Authors for this first issue of CRM Journal include distinguished figures such as David Lowenthal, professor emeritus at University College London, and Arleen Pabón, professor in the School of Architecture at Florida A&M University. The interview with Russell V. Keune provides a spotlight on a consequential preservation career that began with the National Park Service's Mission 66 program and encompassed tenures at the National Trust for Historic Preservation, US/ICOMOS, and The American Institute of Architects.

Articles on new research lie at the heart of scholarly journals. We are pleased to include work by younger scholars whose works underscore the creative potential in this field. Lisa Pfueller Davidson and Martin J. Perschler present new and previously unpublished material on the early years of the Historic American Buildings Survey, a model documentation program that began in the depths of the Great Depression in 1933 and celebrates it 70th anniversary this fall. Amy Squitieri and Mary Ebeling offer the insights of those who work for consulting firms under contract to public agencies and a model for determining the significance of and managing a large group of related properties.

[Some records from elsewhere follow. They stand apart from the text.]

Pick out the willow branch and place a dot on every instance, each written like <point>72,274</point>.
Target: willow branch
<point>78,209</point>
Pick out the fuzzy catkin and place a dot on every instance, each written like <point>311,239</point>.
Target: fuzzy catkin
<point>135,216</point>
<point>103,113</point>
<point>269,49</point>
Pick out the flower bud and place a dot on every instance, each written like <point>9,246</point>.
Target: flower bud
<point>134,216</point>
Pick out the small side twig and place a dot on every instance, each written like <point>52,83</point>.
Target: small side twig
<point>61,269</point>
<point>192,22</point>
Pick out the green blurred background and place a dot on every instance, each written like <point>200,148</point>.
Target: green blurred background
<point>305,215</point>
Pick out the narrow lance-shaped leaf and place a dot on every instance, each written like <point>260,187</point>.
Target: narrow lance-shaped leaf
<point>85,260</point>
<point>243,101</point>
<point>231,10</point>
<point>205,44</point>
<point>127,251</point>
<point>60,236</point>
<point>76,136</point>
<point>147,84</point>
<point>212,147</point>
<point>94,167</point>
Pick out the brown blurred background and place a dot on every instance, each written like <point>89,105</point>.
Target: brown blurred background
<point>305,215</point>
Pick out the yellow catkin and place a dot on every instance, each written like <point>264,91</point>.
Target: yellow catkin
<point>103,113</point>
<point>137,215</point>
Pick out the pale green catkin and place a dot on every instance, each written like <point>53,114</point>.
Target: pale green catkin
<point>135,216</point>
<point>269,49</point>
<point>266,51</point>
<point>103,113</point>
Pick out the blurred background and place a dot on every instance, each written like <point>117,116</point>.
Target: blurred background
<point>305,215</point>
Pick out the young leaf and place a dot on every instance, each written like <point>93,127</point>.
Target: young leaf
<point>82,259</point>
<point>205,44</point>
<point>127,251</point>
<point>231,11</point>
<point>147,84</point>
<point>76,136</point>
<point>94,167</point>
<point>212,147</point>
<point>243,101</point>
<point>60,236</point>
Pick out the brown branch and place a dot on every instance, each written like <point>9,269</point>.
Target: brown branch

To facilitate reader participation in current research, a regular feature, "research reports," will summarize projects that are open to reader input. This issue includes five research reports—covering archeology in the Channel Islands, the Vicksburg Campaign Trail, civil rights resources in Alabama, the National Park Service's Mission 66 program, and the September 11 terrorist attacks.

Finally, the journal includes a significant number of book reviews, reviews of recent exhibits, and reviews of relevant Internet sites. These reviews help CRM Journal to address the full range of cultural heritage issues of interest to professionals both in this country and abroad and suggest the variety of means possible for presenting and disseminating heritage materials.

The development of CRM Journal would not have been possible without the guidance of the members of its editorial board, who are leading figures both in and outside of the National Park Service, and the contributing editors, who represent the programs of the National Park Service's National Center for Cultural Resources. All played a major role in identifying peer reviewers and reviewers for print and nonprint materials. The CRM Journal staff, including Brian D. Joyner, Michèle Gates Moresi, and Martin J. Perschler, contributed greatly to the intellectual underpinnings of this publication.

Finally, this new iteration of CRM would not have been possible without the heroic work of former CRM editor, Ron Greenberg, who transformed an in-house publication into a valuable tool for the heritage community. After Ron's retirement, John Robbins, Assistant Director, Cultural Resources steered the National Center for Cultural Resources toward the restructuring of our publications. Thanks are due also to publisher Sue Waldron, who orchestrated this new suite of important publications and products, and to Mike Konetzka of the Dennis Konetzka Design Group for the outstanding design of this journal.

We hope that you, the reader, will enjoy the first issue of CRM Journal. We are looking forward to hearing from you and learning how well this publication meets your expectations.